Georgetown College employee says she was fired after complaining of harassment by president
A second woman has alleged that she was sexually harassed by former Georgetown College President William Jones, and she has filed a lawsuit saying she was fired from her position at the school after coming forward.
Jones was fired Nov. 1, over allegations that he sexually assaulted a female college employee on a work trip and engaged in what the school termed “inappropriate behavior” with another female employee, according to a news release.
The woman who filed a lawsuit in Scott Circuit Court Tuesday says in the suit that on Nov. 1, she filed a formal complaint with the college, “reporting the ongoing sexual harassment that she had been subjected to” and notifying the school of the alleged sexual assault of another woman on a work trip that she did not attend.
She says she was placed on paid leave soon after she made the report and was involuntarily terminated from her job. Dec. 16.
The Herald-Leader typically does not identify victims of sexual harassment or assault.
Georgetown College said in a statement Friday evening that it does not comment on pending litigation.
“Georgetown College continues to uphold the highest of principles. Actions by individuals do not reflect the institution as a whole,” the statement reads.
The former employee says in the lawsuit that she met Jones in about 2016, when he was president of Bethany College in Kansas and she was the director of a child care center that served the college’s employees. She says Jones “used his influence” to get her husband a job at Bethany and to get her a raise in 2018, then began making “sexual advances and requests for sexual favors, to which Plaintiff felt compelled to and did submit to.”
The following year, she alleges, Jones helped get her a position at Bethany College, though she didn’t have a background in higher education, and she says he “continued to make unwelcome sexual advances and/or demands.” She says in the lawsuit that she was required to take overnight work trips with Jones while employed at Bethany, a small Christian school affiliated with the Evangelical Lutheran Church in America.
The month after Jones became president at Georgetown, the woman claims that he had a position created and arranged to have it offered to her at a “significant increase in pay and benefits,” a job she says she “reluctantly accepted.”
“After Plaintiff started at Georgetown, Jones continued to schedule overnight trips with Plaintiff, where he was continuing to make unwelcome sexual demands of Plaintiff,” the lawsuit states. “At times, Plaintiff attempted to persuade Jones to take his wife on these trips, but Jones insisted that she accompany him.”
The woman says that after she “firmly told Jones that she would not give in to his sexual demands any longer” last May, the harassment intensified.
“Jones frequently touched Plaintiff in a sexually intimate manner in both public and private places, hugging her, smacking her rear end, and otherwise finding excuses to be alone with her and to place his hands on her,” the suit alleges.
It says he also had a key to her home made without her knowledge.
The woman alleges that Jones tried to compel her to accompany him on an overnight work trip to Indianapolis on Oct. 18, but she was unable to go because of an event involving her son.
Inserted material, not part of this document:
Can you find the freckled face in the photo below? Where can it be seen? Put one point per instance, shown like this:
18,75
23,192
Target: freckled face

Instead, the suit states, another female colleague was sent on the trip, and Jones allegedly assaulted that woman while they were out of town.
The woman who was allegedly assaulted on the trip later filed for and was granted an emergency protective order in Fayette County. She said in court documents that she notified police in Indianapolis after the assault in Jones’ hotel room.
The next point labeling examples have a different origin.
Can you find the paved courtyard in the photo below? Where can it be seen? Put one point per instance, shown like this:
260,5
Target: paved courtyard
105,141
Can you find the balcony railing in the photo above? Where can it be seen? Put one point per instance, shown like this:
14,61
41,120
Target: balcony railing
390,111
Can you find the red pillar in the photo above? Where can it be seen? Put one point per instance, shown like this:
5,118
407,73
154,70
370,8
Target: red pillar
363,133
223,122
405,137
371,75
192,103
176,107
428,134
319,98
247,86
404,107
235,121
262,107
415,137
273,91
The lawsuit states that on Oct. 23, Jones confronted the plaintiff, who had begun dating someone else, in a “loud and public argument” at Georgetown’s homecoming football game, and that he “expressly threatened” her employment at that time.
The employee he had allegedly assaulted in Indianapolis witnessed at least part of that exchange and asked to meet with the woman privately. At their meeting Oct. 27, the employee who was allegedly assaulted told the plaintiff about it, according to the lawsuit.
The woman who filed the lawsuit says she made a formal complaint to the school Nov. 1 and on Nov. 4 was interviewed by an attorney for Georgetown College who she believed was investigating the allegations.
Soon after, she says she was placed on paid leave, and she was fired Dec. 16. She is suing Georgetown College and Jones, alleging sexual harassment, retaliation and intentional infliction of emotional distress.
She alleges that Jones “engaged in intentional or reckless conduct that was outrageous or intolerable” when he used “his position and authority to coerce Plaintiff into an unwelcome sexual relationship and by aggressively harassing and stalking Plaintiff after she expressly informed him that she would not continue the sexual relationship.”